Over the years, the arms have become quite deformed. This piece (and any very old piece stuffed with straw) needs to have the foundation work redone every once in a while (20-30 years I’d guesstimate) but a lot of upholsterers don’t bother. We care, we do this work. We strip antiques to the bare frames and start fresh.
There haven’t been that many advancements in upholstery techniques, when it comes to antiques/traditional pieces, but this could have been done with hand stitching instead of all the tacks. Tacks are faster, but they definitely don’t look that good. We will be doing a piping, and using ply grip (a flexible metal track that is hidden and holds the fabric).
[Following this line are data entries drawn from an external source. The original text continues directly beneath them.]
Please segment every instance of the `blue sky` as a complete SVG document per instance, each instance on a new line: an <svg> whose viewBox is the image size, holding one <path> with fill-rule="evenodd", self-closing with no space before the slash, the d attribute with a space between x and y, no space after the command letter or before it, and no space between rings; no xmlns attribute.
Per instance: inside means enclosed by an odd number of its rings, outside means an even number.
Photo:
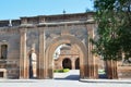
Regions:
<svg viewBox="0 0 131 87"><path fill-rule="evenodd" d="M93 0L0 0L0 20L21 16L81 13L93 10Z"/></svg>

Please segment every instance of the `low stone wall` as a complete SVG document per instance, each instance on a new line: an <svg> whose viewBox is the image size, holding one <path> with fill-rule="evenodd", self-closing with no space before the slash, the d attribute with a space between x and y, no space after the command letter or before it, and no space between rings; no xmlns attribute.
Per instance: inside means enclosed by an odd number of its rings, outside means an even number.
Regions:
<svg viewBox="0 0 131 87"><path fill-rule="evenodd" d="M119 66L118 78L131 78L131 66Z"/></svg>

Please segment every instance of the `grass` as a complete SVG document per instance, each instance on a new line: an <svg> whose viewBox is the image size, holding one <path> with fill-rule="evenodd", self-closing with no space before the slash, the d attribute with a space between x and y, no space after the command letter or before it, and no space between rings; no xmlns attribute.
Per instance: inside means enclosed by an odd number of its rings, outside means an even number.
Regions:
<svg viewBox="0 0 131 87"><path fill-rule="evenodd" d="M69 69L62 69L62 70L55 70L53 72L55 73L67 73L69 71L70 71Z"/></svg>
<svg viewBox="0 0 131 87"><path fill-rule="evenodd" d="M98 74L106 74L105 70L98 70Z"/></svg>

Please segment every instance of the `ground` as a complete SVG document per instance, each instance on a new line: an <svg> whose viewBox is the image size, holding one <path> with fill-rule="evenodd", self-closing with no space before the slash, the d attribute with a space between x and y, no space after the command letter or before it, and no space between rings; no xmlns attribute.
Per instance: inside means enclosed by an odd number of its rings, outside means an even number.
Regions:
<svg viewBox="0 0 131 87"><path fill-rule="evenodd" d="M126 82L118 82L118 79L80 82L79 71L73 70L63 74L55 73L55 79L0 79L0 87L131 87L131 82L128 79Z"/></svg>

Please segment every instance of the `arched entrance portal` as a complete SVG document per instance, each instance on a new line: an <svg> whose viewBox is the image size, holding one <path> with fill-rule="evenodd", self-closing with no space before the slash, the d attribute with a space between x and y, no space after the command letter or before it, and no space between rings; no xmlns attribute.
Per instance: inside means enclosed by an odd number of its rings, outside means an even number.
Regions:
<svg viewBox="0 0 131 87"><path fill-rule="evenodd" d="M63 61L62 61L62 67L63 69L72 69L71 67L71 60L70 59L68 59L68 58L66 58Z"/></svg>
<svg viewBox="0 0 131 87"><path fill-rule="evenodd" d="M48 48L46 49L46 60L48 60L47 63L47 70L46 70L46 78L53 78L53 52L57 49L58 46L62 44L70 44L75 45L78 50L80 51L80 78L86 78L88 77L88 69L87 69L87 49L84 46L84 44L75 38L74 36L70 35L62 35L56 39L53 39Z"/></svg>
<svg viewBox="0 0 131 87"><path fill-rule="evenodd" d="M29 75L29 78L37 77L37 55L34 51L29 53L28 75Z"/></svg>
<svg viewBox="0 0 131 87"><path fill-rule="evenodd" d="M80 69L80 59L78 58L75 60L75 70L79 70Z"/></svg>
Lots of little tacks, and a double piping that just ends abruptly.
Partially stripped frame. Note how loose and baggy the side panels have become over time. Some (lazy) upholsterers would either tack a new burlap on top of this, or do nothing, and simply add more stuffing to build-up the arms.
This is the first layer (deepest layer) of straw on the arm(s). This should be very tightly compacted, giving the flat wooden arm top a curved surface. As you can see, it’s extremely loose and baggy.
Busted spring twines.
Correct (but deteriorated and probably original) 4-way tie. We no longer use 4-way, preferring 8-way ties, which are stronger, last longer, and support the stuffing better.
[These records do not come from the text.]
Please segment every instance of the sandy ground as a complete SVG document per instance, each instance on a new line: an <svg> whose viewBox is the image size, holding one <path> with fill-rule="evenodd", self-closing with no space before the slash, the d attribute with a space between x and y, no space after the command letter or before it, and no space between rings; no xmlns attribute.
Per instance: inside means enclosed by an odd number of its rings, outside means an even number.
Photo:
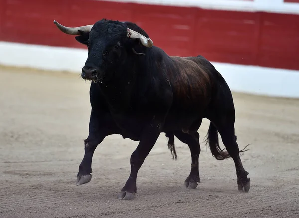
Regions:
<svg viewBox="0 0 299 218"><path fill-rule="evenodd" d="M237 191L232 160L202 143L201 182L183 187L191 158L176 139L171 159L161 135L141 168L133 201L117 195L137 142L107 137L93 178L76 186L90 111L89 84L75 74L0 68L0 217L299 217L299 100L234 93L236 131L251 188ZM199 130L201 142L208 121ZM223 145L222 145L223 146Z"/></svg>

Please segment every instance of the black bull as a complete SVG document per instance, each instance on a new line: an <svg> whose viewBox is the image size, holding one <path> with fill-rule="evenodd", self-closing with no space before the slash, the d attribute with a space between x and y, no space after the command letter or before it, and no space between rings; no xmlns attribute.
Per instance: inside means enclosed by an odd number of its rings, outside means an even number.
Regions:
<svg viewBox="0 0 299 218"><path fill-rule="evenodd" d="M200 180L197 131L206 118L210 121L207 141L213 156L218 160L231 157L238 190L249 191L250 179L239 155L243 151L239 151L235 135L232 94L210 62L201 56L169 56L130 22L102 19L75 28L54 23L62 32L76 35L76 39L88 47L81 76L92 81L92 109L77 185L91 180L92 159L98 145L106 136L120 134L139 141L131 156L130 176L118 195L119 199L134 198L138 170L164 132L173 158L177 157L174 136L189 146L191 172L185 185L195 189ZM218 132L227 152L220 149Z"/></svg>

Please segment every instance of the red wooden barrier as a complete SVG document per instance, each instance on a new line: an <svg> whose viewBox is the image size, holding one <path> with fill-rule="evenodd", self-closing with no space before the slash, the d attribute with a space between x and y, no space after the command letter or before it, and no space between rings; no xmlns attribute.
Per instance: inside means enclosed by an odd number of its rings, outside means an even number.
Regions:
<svg viewBox="0 0 299 218"><path fill-rule="evenodd" d="M168 54L299 70L299 15L91 0L0 0L0 40L85 48L53 24L132 21Z"/></svg>

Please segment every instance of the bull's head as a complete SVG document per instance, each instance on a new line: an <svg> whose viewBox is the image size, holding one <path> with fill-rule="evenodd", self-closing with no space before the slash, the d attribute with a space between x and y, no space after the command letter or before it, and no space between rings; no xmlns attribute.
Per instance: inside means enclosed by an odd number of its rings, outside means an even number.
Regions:
<svg viewBox="0 0 299 218"><path fill-rule="evenodd" d="M99 21L94 25L67 27L56 21L54 23L63 32L77 35L76 39L88 47L88 57L82 68L81 77L87 80L102 80L107 72L114 72L124 64L129 53L137 53L133 46L137 41L146 47L152 41L128 28L123 22Z"/></svg>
This shows the first stuffing (straw) on the other arm, after the old burlap has been removed. The stuffing is just lifted off (in one big chunk) and set aside for now.
I’ve never seen someone screw-up webbing like this. It’s not uncommon to have to alter one row, but to completely forget to “basket weave” the webbing makes it incredibly weak. ALL 3 pieces were like this.
So much better:
Before I forget, note the broken front foot.
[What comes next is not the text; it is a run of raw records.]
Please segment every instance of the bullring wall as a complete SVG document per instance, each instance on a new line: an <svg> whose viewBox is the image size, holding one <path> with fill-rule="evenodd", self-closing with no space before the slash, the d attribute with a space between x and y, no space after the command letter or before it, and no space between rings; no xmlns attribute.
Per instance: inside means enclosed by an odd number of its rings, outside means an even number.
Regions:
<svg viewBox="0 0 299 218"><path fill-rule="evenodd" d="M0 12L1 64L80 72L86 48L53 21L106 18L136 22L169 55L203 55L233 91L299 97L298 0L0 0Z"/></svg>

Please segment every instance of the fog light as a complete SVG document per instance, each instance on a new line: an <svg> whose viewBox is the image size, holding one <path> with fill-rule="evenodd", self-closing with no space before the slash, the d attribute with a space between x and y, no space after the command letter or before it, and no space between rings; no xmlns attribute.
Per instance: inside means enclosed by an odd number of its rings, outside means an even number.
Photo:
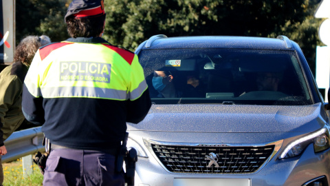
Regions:
<svg viewBox="0 0 330 186"><path fill-rule="evenodd" d="M328 186L328 180L325 176L320 176L305 183L302 186Z"/></svg>
<svg viewBox="0 0 330 186"><path fill-rule="evenodd" d="M322 184L322 182L319 181L316 181L312 183L313 186L323 186L323 184Z"/></svg>

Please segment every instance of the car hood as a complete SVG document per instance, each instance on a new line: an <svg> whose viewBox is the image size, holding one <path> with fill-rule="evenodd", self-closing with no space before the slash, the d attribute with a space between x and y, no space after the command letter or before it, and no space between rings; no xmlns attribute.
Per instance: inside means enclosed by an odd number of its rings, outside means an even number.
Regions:
<svg viewBox="0 0 330 186"><path fill-rule="evenodd" d="M153 105L128 131L176 132L309 132L325 123L322 104L302 106Z"/></svg>

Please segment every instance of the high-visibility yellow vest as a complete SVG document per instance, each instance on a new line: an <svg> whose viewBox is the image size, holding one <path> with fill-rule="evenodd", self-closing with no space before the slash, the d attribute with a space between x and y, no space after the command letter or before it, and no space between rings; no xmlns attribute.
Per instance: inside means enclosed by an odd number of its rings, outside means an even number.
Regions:
<svg viewBox="0 0 330 186"><path fill-rule="evenodd" d="M147 88L134 53L109 43L68 41L39 49L25 84L34 97L46 99L133 101Z"/></svg>

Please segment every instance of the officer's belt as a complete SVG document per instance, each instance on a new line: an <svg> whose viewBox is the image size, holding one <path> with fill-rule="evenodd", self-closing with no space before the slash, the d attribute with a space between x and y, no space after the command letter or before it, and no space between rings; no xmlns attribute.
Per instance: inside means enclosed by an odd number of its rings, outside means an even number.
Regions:
<svg viewBox="0 0 330 186"><path fill-rule="evenodd" d="M56 144L52 144L51 145L51 149L75 149L75 148L71 148L71 147L67 147L65 146L62 146L62 145L58 145ZM87 150L87 149L86 149ZM89 150L89 149L88 149ZM113 149L98 149L95 151L98 151L100 152L103 152L105 154L109 154L113 156L117 156L119 153L119 149L118 148L113 148Z"/></svg>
Completely stripped chair (before refinishing though – note colour difference between the legs and back), and with the new webbing, new spring ties (8 way). Also note flat arm tops.
Seat stuffing before putting it back in place (and arm stuffing on the bottom).
Skipped the edge roll, but you can see it in other posts, and on the other chair. Here’s the chair with the seat foundation done (with rough cover), and with the arms redone, firmly compacted (original straw), new burlap, and the straw hand stitched. At this point the legs and back have been refinished, and the broken foot is repaired.
Stitched springs, and stuffing/rough covers on the wings.
Arm stuffing put back in place (again, lots of straw, and cotton), covered with rough covers. Seat (deck) in place. Note the rib where the fabric is attached the front edge (spring wire).
DONE. I actually really love this piece. Both the colour/pattern, and the shape/look of it. The dark wood plays nicely with the black/charcoal grey print.
The seat cushion(s) in the entire set were replaced.
This was the broken foot. The dark stain really helps hide the joint.
Beautiful crisp arms, with a nice tight side panel. Also note the wing, with no more unsightly tacks.
The double piping goes around the wood band all around.